Né à Point à Pitre en 1945, Alain Jean-Marie a ainsi enregistré Piano Biguine puis Biguine Reflections et Latin Alley, en duo avec Niels Henning Orsted Pedersen: Niels est un musicien d’une grande sensibilité et d’une rare musicalité: il improvise sur la contrebasse comme sur un instrument chantant. Avec Niels, la communication s’est faite immédiatement. Avec le percussionniste Robert Raspail qui a côtoyé Mal Waldron comme Cesaria Evora, Alain Jean-Marie a enregistré Fanny’s dream. Guadeloupéen comme le pianiste, Robert Raspail reste fidèle au gwo-ka, genre musical d’héritage africain, et au gros tambour ka, typique de son île : Je reste, quoiqu’il advienne, fidèle au gwo-ka: cela est définitivement ancré dans mes racines, mes gènes et mon sang. Je ne peux m’empêcher de penser, de rêver, ou encore de séduire avec le gwo-ka. Ce tambour, cette musique m’ont tout donné.

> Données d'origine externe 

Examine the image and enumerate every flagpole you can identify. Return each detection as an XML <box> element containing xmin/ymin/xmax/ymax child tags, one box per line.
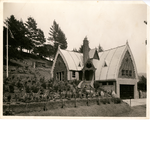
<box><xmin>7</xmin><ymin>26</ymin><xmax>8</xmax><ymax>78</ymax></box>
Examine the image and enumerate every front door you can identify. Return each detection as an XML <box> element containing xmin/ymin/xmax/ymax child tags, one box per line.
<box><xmin>85</xmin><ymin>70</ymin><xmax>93</xmax><ymax>81</ymax></box>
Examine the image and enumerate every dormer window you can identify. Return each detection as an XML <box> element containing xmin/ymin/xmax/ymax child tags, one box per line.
<box><xmin>104</xmin><ymin>61</ymin><xmax>107</xmax><ymax>67</ymax></box>
<box><xmin>78</xmin><ymin>62</ymin><xmax>81</xmax><ymax>67</ymax></box>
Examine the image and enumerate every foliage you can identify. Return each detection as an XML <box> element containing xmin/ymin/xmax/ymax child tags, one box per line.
<box><xmin>48</xmin><ymin>20</ymin><xmax>67</xmax><ymax>55</ymax></box>
<box><xmin>31</xmin><ymin>86</ymin><xmax>39</xmax><ymax>93</ymax></box>
<box><xmin>113</xmin><ymin>98</ymin><xmax>122</xmax><ymax>104</ymax></box>
<box><xmin>41</xmin><ymin>82</ymin><xmax>46</xmax><ymax>89</ymax></box>
<box><xmin>94</xmin><ymin>81</ymin><xmax>100</xmax><ymax>91</ymax></box>
<box><xmin>73</xmin><ymin>48</ymin><xmax>78</xmax><ymax>52</ymax></box>
<box><xmin>97</xmin><ymin>44</ymin><xmax>103</xmax><ymax>52</ymax></box>
<box><xmin>25</xmin><ymin>86</ymin><xmax>31</xmax><ymax>93</ymax></box>
<box><xmin>138</xmin><ymin>75</ymin><xmax>147</xmax><ymax>91</ymax></box>
<box><xmin>78</xmin><ymin>44</ymin><xmax>83</xmax><ymax>53</ymax></box>
<box><xmin>25</xmin><ymin>17</ymin><xmax>46</xmax><ymax>53</ymax></box>
<box><xmin>4</xmin><ymin>15</ymin><xmax>30</xmax><ymax>51</ymax></box>
<box><xmin>9</xmin><ymin>84</ymin><xmax>14</xmax><ymax>93</ymax></box>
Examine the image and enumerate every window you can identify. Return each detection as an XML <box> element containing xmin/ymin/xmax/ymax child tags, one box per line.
<box><xmin>108</xmin><ymin>82</ymin><xmax>113</xmax><ymax>85</ymax></box>
<box><xmin>102</xmin><ymin>82</ymin><xmax>107</xmax><ymax>85</ymax></box>
<box><xmin>72</xmin><ymin>71</ymin><xmax>76</xmax><ymax>78</ymax></box>
<box><xmin>62</xmin><ymin>71</ymin><xmax>64</xmax><ymax>80</ymax></box>
<box><xmin>126</xmin><ymin>70</ymin><xmax>128</xmax><ymax>76</ymax></box>
<box><xmin>129</xmin><ymin>70</ymin><xmax>132</xmax><ymax>77</ymax></box>
<box><xmin>56</xmin><ymin>72</ymin><xmax>64</xmax><ymax>81</ymax></box>
<box><xmin>56</xmin><ymin>72</ymin><xmax>60</xmax><ymax>80</ymax></box>
<box><xmin>78</xmin><ymin>62</ymin><xmax>81</xmax><ymax>67</ymax></box>
<box><xmin>122</xmin><ymin>70</ymin><xmax>125</xmax><ymax>76</ymax></box>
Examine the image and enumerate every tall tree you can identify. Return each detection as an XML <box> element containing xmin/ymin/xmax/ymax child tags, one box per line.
<box><xmin>25</xmin><ymin>17</ymin><xmax>46</xmax><ymax>53</ymax></box>
<box><xmin>4</xmin><ymin>15</ymin><xmax>30</xmax><ymax>52</ymax></box>
<box><xmin>48</xmin><ymin>20</ymin><xmax>67</xmax><ymax>55</ymax></box>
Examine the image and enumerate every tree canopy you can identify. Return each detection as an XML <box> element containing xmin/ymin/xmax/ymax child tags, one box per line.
<box><xmin>4</xmin><ymin>15</ymin><xmax>48</xmax><ymax>59</ymax></box>
<box><xmin>97</xmin><ymin>44</ymin><xmax>103</xmax><ymax>52</ymax></box>
<box><xmin>48</xmin><ymin>20</ymin><xmax>67</xmax><ymax>55</ymax></box>
<box><xmin>25</xmin><ymin>17</ymin><xmax>46</xmax><ymax>53</ymax></box>
<box><xmin>4</xmin><ymin>15</ymin><xmax>30</xmax><ymax>51</ymax></box>
<box><xmin>138</xmin><ymin>75</ymin><xmax>147</xmax><ymax>91</ymax></box>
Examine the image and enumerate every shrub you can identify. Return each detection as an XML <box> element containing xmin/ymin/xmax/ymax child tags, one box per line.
<box><xmin>18</xmin><ymin>68</ymin><xmax>23</xmax><ymax>73</ymax></box>
<box><xmin>25</xmin><ymin>65</ymin><xmax>29</xmax><ymax>70</ymax></box>
<box><xmin>9</xmin><ymin>84</ymin><xmax>14</xmax><ymax>93</ymax></box>
<box><xmin>41</xmin><ymin>82</ymin><xmax>46</xmax><ymax>89</ymax></box>
<box><xmin>25</xmin><ymin>86</ymin><xmax>31</xmax><ymax>93</ymax></box>
<box><xmin>100</xmin><ymin>99</ymin><xmax>106</xmax><ymax>104</ymax></box>
<box><xmin>94</xmin><ymin>81</ymin><xmax>99</xmax><ymax>91</ymax></box>
<box><xmin>113</xmin><ymin>98</ymin><xmax>122</xmax><ymax>104</ymax></box>
<box><xmin>17</xmin><ymin>81</ymin><xmax>23</xmax><ymax>89</ymax></box>
<box><xmin>31</xmin><ymin>86</ymin><xmax>39</xmax><ymax>93</ymax></box>
<box><xmin>40</xmin><ymin>77</ymin><xmax>45</xmax><ymax>83</ymax></box>
<box><xmin>72</xmin><ymin>79</ymin><xmax>81</xmax><ymax>86</ymax></box>
<box><xmin>7</xmin><ymin>95</ymin><xmax>11</xmax><ymax>102</ymax></box>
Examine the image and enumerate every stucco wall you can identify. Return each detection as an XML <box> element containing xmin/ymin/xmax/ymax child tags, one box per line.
<box><xmin>69</xmin><ymin>71</ymin><xmax>79</xmax><ymax>80</ymax></box>
<box><xmin>99</xmin><ymin>81</ymin><xmax>116</xmax><ymax>93</ymax></box>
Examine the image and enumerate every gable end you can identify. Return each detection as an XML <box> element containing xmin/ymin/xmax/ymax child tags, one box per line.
<box><xmin>118</xmin><ymin>50</ymin><xmax>135</xmax><ymax>79</ymax></box>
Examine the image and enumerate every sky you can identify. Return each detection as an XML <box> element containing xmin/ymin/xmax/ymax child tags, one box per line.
<box><xmin>3</xmin><ymin>1</ymin><xmax>147</xmax><ymax>73</ymax></box>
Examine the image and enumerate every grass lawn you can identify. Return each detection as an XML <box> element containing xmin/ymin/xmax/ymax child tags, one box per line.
<box><xmin>17</xmin><ymin>102</ymin><xmax>132</xmax><ymax>116</ymax></box>
<box><xmin>116</xmin><ymin>105</ymin><xmax>146</xmax><ymax>117</ymax></box>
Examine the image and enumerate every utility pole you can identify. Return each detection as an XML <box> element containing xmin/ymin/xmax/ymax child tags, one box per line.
<box><xmin>144</xmin><ymin>21</ymin><xmax>147</xmax><ymax>45</ymax></box>
<box><xmin>6</xmin><ymin>26</ymin><xmax>8</xmax><ymax>78</ymax></box>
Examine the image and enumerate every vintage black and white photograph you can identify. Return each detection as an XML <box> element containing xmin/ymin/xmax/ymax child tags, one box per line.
<box><xmin>2</xmin><ymin>1</ymin><xmax>147</xmax><ymax>117</ymax></box>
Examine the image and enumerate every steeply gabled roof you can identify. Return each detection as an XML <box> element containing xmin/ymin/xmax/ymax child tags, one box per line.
<box><xmin>52</xmin><ymin>42</ymin><xmax>138</xmax><ymax>81</ymax></box>
<box><xmin>60</xmin><ymin>50</ymin><xmax>83</xmax><ymax>71</ymax></box>
<box><xmin>93</xmin><ymin>45</ymin><xmax>127</xmax><ymax>80</ymax></box>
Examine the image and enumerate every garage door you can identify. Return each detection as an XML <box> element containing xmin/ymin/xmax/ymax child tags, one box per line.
<box><xmin>120</xmin><ymin>85</ymin><xmax>134</xmax><ymax>99</ymax></box>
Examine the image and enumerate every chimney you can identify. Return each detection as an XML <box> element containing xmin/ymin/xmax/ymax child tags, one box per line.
<box><xmin>83</xmin><ymin>37</ymin><xmax>89</xmax><ymax>65</ymax></box>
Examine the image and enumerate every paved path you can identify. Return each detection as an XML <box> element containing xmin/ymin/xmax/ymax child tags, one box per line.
<box><xmin>123</xmin><ymin>98</ymin><xmax>146</xmax><ymax>107</ymax></box>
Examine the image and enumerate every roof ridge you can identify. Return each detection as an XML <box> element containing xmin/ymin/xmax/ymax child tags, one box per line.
<box><xmin>103</xmin><ymin>44</ymin><xmax>126</xmax><ymax>52</ymax></box>
<box><xmin>60</xmin><ymin>49</ymin><xmax>82</xmax><ymax>54</ymax></box>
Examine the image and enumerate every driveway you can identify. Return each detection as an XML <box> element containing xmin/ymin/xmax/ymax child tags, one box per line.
<box><xmin>123</xmin><ymin>98</ymin><xmax>146</xmax><ymax>107</ymax></box>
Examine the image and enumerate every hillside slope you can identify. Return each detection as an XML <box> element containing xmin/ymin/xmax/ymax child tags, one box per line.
<box><xmin>3</xmin><ymin>52</ymin><xmax>53</xmax><ymax>80</ymax></box>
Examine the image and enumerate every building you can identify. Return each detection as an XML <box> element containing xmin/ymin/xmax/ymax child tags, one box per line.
<box><xmin>51</xmin><ymin>38</ymin><xmax>139</xmax><ymax>99</ymax></box>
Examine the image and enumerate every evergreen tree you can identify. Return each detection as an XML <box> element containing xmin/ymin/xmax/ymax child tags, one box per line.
<box><xmin>48</xmin><ymin>20</ymin><xmax>67</xmax><ymax>55</ymax></box>
<box><xmin>4</xmin><ymin>15</ymin><xmax>30</xmax><ymax>51</ymax></box>
<box><xmin>73</xmin><ymin>48</ymin><xmax>78</xmax><ymax>52</ymax></box>
<box><xmin>98</xmin><ymin>44</ymin><xmax>103</xmax><ymax>52</ymax></box>
<box><xmin>79</xmin><ymin>44</ymin><xmax>83</xmax><ymax>53</ymax></box>
<box><xmin>25</xmin><ymin>17</ymin><xmax>46</xmax><ymax>53</ymax></box>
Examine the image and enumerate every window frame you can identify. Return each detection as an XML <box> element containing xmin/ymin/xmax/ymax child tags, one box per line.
<box><xmin>72</xmin><ymin>71</ymin><xmax>76</xmax><ymax>78</ymax></box>
<box><xmin>108</xmin><ymin>81</ymin><xmax>113</xmax><ymax>85</ymax></box>
<box><xmin>102</xmin><ymin>82</ymin><xmax>107</xmax><ymax>85</ymax></box>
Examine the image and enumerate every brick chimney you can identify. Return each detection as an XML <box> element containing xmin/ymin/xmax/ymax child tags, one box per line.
<box><xmin>83</xmin><ymin>37</ymin><xmax>89</xmax><ymax>65</ymax></box>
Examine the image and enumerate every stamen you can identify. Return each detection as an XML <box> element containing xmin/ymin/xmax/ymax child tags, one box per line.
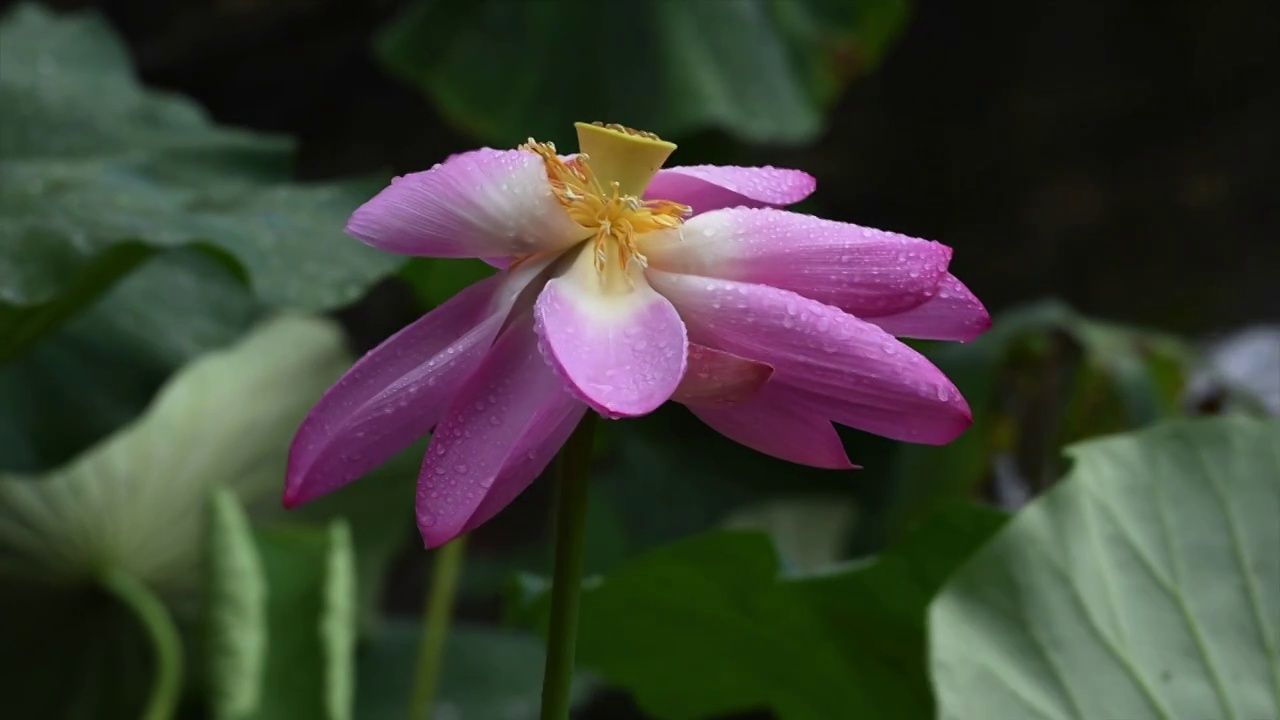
<box><xmin>521</xmin><ymin>129</ymin><xmax>690</xmax><ymax>289</ymax></box>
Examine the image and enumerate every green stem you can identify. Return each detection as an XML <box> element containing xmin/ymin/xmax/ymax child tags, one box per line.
<box><xmin>410</xmin><ymin>534</ymin><xmax>468</xmax><ymax>720</ymax></box>
<box><xmin>100</xmin><ymin>569</ymin><xmax>183</xmax><ymax>720</ymax></box>
<box><xmin>540</xmin><ymin>413</ymin><xmax>598</xmax><ymax>720</ymax></box>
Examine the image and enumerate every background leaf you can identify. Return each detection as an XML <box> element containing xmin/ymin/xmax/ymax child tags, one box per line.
<box><xmin>0</xmin><ymin>4</ymin><xmax>402</xmax><ymax>357</ymax></box>
<box><xmin>522</xmin><ymin>503</ymin><xmax>1004</xmax><ymax>720</ymax></box>
<box><xmin>0</xmin><ymin>314</ymin><xmax>348</xmax><ymax>591</ymax></box>
<box><xmin>0</xmin><ymin>249</ymin><xmax>261</xmax><ymax>472</ymax></box>
<box><xmin>376</xmin><ymin>0</ymin><xmax>910</xmax><ymax>146</ymax></box>
<box><xmin>255</xmin><ymin>521</ymin><xmax>357</xmax><ymax>720</ymax></box>
<box><xmin>881</xmin><ymin>300</ymin><xmax>1192</xmax><ymax>544</ymax></box>
<box><xmin>206</xmin><ymin>489</ymin><xmax>269</xmax><ymax>720</ymax></box>
<box><xmin>355</xmin><ymin>620</ymin><xmax>593</xmax><ymax>720</ymax></box>
<box><xmin>929</xmin><ymin>417</ymin><xmax>1280</xmax><ymax>720</ymax></box>
<box><xmin>0</xmin><ymin>582</ymin><xmax>156</xmax><ymax>719</ymax></box>
<box><xmin>399</xmin><ymin>258</ymin><xmax>496</xmax><ymax>310</ymax></box>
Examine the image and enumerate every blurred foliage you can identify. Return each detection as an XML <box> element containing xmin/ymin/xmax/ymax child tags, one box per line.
<box><xmin>0</xmin><ymin>315</ymin><xmax>348</xmax><ymax>591</ymax></box>
<box><xmin>0</xmin><ymin>4</ymin><xmax>403</xmax><ymax>359</ymax></box>
<box><xmin>399</xmin><ymin>257</ymin><xmax>496</xmax><ymax>310</ymax></box>
<box><xmin>880</xmin><ymin>300</ymin><xmax>1192</xmax><ymax>546</ymax></box>
<box><xmin>931</xmin><ymin>417</ymin><xmax>1280</xmax><ymax>720</ymax></box>
<box><xmin>376</xmin><ymin>0</ymin><xmax>910</xmax><ymax>147</ymax></box>
<box><xmin>516</xmin><ymin>504</ymin><xmax>1005</xmax><ymax>720</ymax></box>
<box><xmin>0</xmin><ymin>581</ymin><xmax>157</xmax><ymax>718</ymax></box>
<box><xmin>355</xmin><ymin>620</ymin><xmax>593</xmax><ymax>719</ymax></box>
<box><xmin>0</xmin><ymin>250</ymin><xmax>261</xmax><ymax>472</ymax></box>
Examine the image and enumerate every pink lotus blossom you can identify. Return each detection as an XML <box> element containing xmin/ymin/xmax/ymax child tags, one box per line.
<box><xmin>284</xmin><ymin>122</ymin><xmax>989</xmax><ymax>547</ymax></box>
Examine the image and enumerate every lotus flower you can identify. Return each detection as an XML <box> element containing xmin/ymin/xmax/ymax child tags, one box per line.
<box><xmin>284</xmin><ymin>122</ymin><xmax>989</xmax><ymax>547</ymax></box>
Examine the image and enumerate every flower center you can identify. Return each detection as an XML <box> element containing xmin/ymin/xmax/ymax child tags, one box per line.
<box><xmin>521</xmin><ymin>122</ymin><xmax>690</xmax><ymax>285</ymax></box>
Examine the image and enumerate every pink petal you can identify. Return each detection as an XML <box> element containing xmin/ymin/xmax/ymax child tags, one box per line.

Au répertoire du Tropical Jazz Trio, d’abord trois compositions de Patrice Caratini (Marcelina, Tropical Mood et Sambaraca), une de Roger Raspail (Pytang pytang bang) et deux d’Alain Jean-Marie: Morena’s dream dédié à la chanteuse Morena Fattorini, avec qui il se produit en duo, et Latin Alley qu’il a enregistré avec NHOP. Ensuite de grands classiques: Manteca, thème fétiche de la période latin jazz de Dizzy Gillespie, African Flower que Duke Ellington a enregistré sur l’album Money Jungle, avec Charles Mingus et Max Roach et deux compositions d’Horace Silver (il ne faut pas oublier que son père était natif du Cap Vert, autre terre de métissage culturel): The Cape Verdean Blues et Señor Blues. Complètent ce répertoire Meu canario vizinho azul du Brésilien Toninho Horta, Limelight de Chaplin, Couleur café de Gainsbourg et une version inattendue du Temps des cerises: “Les belles auront la folie en tête Et les amoureux du soleil au cœur”.
Un retour chatoyant au latin jazz, groovy et coloré, avec ses rythmes chaloupés (Manteca, Latin Alley, Señor Blues, The Cape Verdean blues) et ses mélodies empreintes de nostalgie (African Flower, Marcelina, Meu canario vizinho azul).